John Garnhart’s body had been returned to St. Louis in 1874 where
he was interred in Bellefontaine Cemetery in what has been described as a
“family tomb.” Roberta
joined him there following her death in 1884 after a long illness. Shown below, the mausoleum-like
structure later had to be dismantled because of water damage and the bodies
removed. As a result the Garnharts
currently lie in unmarked graves at the cemetery.
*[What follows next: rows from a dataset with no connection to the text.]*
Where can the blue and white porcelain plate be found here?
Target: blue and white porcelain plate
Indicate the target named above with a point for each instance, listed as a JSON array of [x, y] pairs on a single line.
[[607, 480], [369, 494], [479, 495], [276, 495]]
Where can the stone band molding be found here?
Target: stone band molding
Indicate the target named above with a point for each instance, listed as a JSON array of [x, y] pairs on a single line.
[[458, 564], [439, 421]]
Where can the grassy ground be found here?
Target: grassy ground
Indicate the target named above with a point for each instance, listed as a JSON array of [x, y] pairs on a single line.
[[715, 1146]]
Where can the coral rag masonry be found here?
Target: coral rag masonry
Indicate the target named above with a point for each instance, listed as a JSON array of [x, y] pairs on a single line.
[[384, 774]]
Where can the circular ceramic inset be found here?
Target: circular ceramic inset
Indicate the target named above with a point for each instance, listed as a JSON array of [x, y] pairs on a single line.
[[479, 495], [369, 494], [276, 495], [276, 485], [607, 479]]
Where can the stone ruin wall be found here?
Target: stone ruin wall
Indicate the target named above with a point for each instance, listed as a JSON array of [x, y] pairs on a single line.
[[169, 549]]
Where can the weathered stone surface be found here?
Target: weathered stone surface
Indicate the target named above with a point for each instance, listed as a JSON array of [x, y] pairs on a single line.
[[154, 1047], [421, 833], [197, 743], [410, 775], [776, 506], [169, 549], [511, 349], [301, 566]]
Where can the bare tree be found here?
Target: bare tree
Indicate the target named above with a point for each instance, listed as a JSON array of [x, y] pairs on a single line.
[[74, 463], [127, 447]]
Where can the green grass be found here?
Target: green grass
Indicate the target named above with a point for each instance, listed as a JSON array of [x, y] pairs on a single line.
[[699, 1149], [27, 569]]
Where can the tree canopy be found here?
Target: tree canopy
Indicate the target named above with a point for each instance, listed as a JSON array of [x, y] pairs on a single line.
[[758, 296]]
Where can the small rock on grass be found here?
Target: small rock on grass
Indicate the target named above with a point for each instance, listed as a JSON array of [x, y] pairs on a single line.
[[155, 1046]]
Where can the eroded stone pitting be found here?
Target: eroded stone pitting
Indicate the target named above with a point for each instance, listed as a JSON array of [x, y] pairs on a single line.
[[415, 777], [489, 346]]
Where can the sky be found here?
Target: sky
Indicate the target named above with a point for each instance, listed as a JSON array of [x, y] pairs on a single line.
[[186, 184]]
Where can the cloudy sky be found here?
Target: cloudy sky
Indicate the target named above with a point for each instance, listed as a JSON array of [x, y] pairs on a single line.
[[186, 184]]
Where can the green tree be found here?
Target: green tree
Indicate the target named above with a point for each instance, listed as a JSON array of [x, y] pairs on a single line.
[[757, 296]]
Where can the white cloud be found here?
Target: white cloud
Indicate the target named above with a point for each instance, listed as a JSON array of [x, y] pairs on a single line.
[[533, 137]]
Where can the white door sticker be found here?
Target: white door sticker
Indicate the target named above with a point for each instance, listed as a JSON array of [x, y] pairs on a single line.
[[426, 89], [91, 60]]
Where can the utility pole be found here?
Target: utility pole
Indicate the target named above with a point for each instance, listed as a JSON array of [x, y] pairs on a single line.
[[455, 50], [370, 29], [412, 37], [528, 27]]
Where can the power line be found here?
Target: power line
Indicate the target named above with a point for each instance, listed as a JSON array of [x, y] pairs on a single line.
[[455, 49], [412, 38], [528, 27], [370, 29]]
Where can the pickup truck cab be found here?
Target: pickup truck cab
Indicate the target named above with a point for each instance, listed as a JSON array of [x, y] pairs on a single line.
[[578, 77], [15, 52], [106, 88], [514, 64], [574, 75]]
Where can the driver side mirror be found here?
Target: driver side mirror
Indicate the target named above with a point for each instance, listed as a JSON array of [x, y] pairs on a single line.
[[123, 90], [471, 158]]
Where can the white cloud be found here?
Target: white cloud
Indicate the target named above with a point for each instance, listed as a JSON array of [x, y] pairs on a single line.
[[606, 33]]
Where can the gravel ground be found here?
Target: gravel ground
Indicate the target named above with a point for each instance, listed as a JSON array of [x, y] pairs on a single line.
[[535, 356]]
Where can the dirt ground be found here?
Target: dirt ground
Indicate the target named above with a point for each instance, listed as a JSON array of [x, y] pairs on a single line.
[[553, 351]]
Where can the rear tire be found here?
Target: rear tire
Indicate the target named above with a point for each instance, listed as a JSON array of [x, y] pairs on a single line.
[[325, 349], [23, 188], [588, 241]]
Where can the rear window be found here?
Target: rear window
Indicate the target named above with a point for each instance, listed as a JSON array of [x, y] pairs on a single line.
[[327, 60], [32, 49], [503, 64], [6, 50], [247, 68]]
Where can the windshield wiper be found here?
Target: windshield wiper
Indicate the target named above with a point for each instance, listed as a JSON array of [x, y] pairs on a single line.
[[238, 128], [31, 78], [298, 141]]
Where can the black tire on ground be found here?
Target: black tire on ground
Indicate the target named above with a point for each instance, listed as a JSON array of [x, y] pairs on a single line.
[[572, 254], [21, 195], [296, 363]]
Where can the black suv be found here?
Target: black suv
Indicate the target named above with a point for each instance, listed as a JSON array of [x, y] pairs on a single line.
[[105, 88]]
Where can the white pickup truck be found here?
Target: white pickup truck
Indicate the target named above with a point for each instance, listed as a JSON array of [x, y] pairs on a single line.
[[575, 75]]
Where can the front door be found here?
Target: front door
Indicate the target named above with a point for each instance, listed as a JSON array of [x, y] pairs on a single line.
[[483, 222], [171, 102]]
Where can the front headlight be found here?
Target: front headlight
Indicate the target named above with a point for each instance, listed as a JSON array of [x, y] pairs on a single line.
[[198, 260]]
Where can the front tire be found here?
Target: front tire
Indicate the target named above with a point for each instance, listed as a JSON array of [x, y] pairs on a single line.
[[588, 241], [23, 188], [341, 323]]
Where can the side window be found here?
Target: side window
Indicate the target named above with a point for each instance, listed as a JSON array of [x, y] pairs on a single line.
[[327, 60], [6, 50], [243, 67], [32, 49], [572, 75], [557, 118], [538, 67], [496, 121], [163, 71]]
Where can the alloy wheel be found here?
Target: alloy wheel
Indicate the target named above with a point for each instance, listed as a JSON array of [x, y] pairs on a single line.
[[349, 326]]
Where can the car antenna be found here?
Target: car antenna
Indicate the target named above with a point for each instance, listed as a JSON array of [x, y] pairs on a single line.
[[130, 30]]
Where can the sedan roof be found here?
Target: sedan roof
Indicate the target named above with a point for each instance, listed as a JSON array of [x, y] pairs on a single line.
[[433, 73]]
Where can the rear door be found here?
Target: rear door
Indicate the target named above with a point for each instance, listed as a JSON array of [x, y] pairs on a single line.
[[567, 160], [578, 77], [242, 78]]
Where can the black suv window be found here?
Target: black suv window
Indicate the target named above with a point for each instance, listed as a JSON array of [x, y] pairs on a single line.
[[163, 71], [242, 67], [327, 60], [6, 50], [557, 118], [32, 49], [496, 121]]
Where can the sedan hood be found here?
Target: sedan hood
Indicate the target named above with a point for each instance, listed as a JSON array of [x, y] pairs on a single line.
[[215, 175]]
Over his foreshortened lifetime, John Garnhart packed enough
entrepreneurial activity for five men, prospering in California; owning companies
in Denver, St. Louis and Madison; designing bottles that today can fetch as
much as $75,000; merchandising a patent medicine that swept the country;
inventing and producing an improved grain harvester; and engaging in real
estate and banking activities along the way. While his early death may have spared him being caught in the web
of the Whiskey Ring, by virtue of his continual reinvention he made his mark
among the whiskey men of America.
Note: For a number of years I had wanted to do a vignette on John
Garnhart but lacked sufficient information. To my rescue came Jean E. DeLauche, an indefatigable
researcher and genealogist who is a distant relative of Roberta Noe Garnhart. She was able to supply me with an
immense amount of useful information on Garnhart, from his youthful trek to
California to his current place of interment. She also was the source of two illustrations. I am deeply indebted to Ms. DeLauche for being able to tell this story.